Awesome, I love what you did. This is working great now. Thank you a lot!
The problem with the pressure map is gone. I don’t know whether you changed some code or my computer was having an overflow or something, but all seems good now.
I found the reason for the pressure map level mismatch (red all over the area). Obviously the pressure map is not normalised the way the FR graph is. Changing the number of subs or the the level of a single sub will increase the level in the pressure map. So with multiple subs the pressure map becomes more and more reddish, basically because the pressure exceeds the limit in large areas. (I can counter that by reducing the gain of each sub, but that is a bit tedious.)

I actually see this as a feature, this way I could explore what are the cost of inverted and delayed back subs in the DBA. The automatic normalisation of the FR graph hides that.

The problem is that details of the pressure distribution get lost.

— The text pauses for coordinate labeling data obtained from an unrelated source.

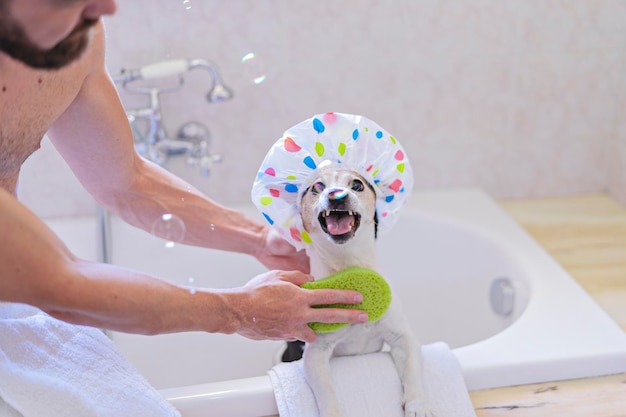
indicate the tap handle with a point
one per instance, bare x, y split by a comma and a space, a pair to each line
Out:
164, 69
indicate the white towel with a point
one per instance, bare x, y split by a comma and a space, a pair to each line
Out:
52, 368
368, 385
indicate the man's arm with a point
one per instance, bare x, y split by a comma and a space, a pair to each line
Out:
94, 137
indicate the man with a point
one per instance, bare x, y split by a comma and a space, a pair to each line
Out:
53, 80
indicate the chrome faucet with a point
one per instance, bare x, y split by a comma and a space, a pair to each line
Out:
193, 138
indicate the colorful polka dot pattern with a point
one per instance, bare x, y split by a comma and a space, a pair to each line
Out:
330, 139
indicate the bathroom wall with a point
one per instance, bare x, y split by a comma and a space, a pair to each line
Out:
522, 98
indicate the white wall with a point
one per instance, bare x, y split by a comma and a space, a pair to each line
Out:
522, 98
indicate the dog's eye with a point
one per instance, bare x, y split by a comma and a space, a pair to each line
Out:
357, 185
317, 187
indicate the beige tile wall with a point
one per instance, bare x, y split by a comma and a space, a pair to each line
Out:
522, 98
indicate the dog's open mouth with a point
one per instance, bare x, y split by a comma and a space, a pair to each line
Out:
339, 223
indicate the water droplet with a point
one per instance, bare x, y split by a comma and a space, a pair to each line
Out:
169, 227
253, 67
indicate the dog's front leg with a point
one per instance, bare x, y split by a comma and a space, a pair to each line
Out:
316, 362
406, 353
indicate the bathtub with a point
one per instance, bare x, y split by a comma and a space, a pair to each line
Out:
465, 272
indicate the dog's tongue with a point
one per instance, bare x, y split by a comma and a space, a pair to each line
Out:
339, 225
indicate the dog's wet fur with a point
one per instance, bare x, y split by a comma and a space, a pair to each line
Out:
338, 212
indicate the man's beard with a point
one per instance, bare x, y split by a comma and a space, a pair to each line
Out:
15, 43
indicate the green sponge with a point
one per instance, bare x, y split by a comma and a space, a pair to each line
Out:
375, 290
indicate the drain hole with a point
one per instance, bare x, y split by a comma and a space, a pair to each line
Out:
502, 297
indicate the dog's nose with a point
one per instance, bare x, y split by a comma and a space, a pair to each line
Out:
337, 194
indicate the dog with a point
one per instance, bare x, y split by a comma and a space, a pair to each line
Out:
338, 211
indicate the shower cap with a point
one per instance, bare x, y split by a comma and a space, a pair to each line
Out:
343, 141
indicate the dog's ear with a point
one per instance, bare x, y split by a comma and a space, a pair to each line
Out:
375, 224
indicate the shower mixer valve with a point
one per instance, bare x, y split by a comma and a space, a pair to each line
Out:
193, 138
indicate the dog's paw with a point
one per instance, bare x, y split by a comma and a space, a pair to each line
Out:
417, 408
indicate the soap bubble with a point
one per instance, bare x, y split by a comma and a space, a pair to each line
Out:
169, 227
254, 68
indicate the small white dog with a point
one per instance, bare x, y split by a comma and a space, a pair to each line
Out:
339, 213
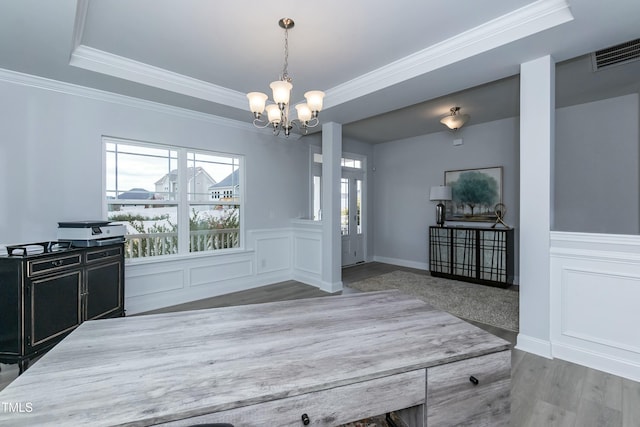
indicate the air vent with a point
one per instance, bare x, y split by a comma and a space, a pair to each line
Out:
616, 55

One way to deal with that would be to normalise the pressure map too, but I would much prefer to keep the ”absolute“ levels. A scaling (slider?) of the pressure color scheme would keep the „right“ levels and provide all the flexibility for “seeing“ the pressure details.
To get pressure map and FR graph to be consistent one could use the pressure values from the pressure map and (automatically) shift the scale instead of normalising to the averaged SPL.
About the left column. Big improvement, much more efficient use of space.
Still I cannot edit gain and delay of Sub6 and look at the heat map at the same time but it is so much better.
A scrolling function that rolls up the left column even more than now would help (now it stops when left and right columns are flush at the bottom).
You might think about placing the label of a slider left of it (like with the frequency slider in the heat map frame) and use only a single line this way.
And I would place the more general parameters (Listener and Room Properties) on top as these will probably be changed interactively more often.
The value of ”Listening Height” in the left frame is not connected to the respective value in the Room Plan when ”Listener“ is activated. But both options can change the (active) value.


Frequency Range options

Pressure Map slider

FR-graph axis

Chrome

Min value only down to 20Hz

Max value is ok

OK

Safari (macOS)

Min value only down to 20Hz

Max value only up to 376Hz

Min value ok,

Max value above 376Hz is cut off
Safari (iOS)Min value only down to 20Hz

OK
OK

Did I mention that 8 subs would be great to have to simulate a crazy overkill DBA? ;-)
Even better would be to have 10 subs to investigate the superposition of subs (DBA) and mains in the crossover region.
Considering the amount of questions about sub integration a crossover option would bring this tool in a class of itself.
Once the geometry is solved the interactivity of sub/speaker/listener configuration and placement seems not to be particularly resource demanding.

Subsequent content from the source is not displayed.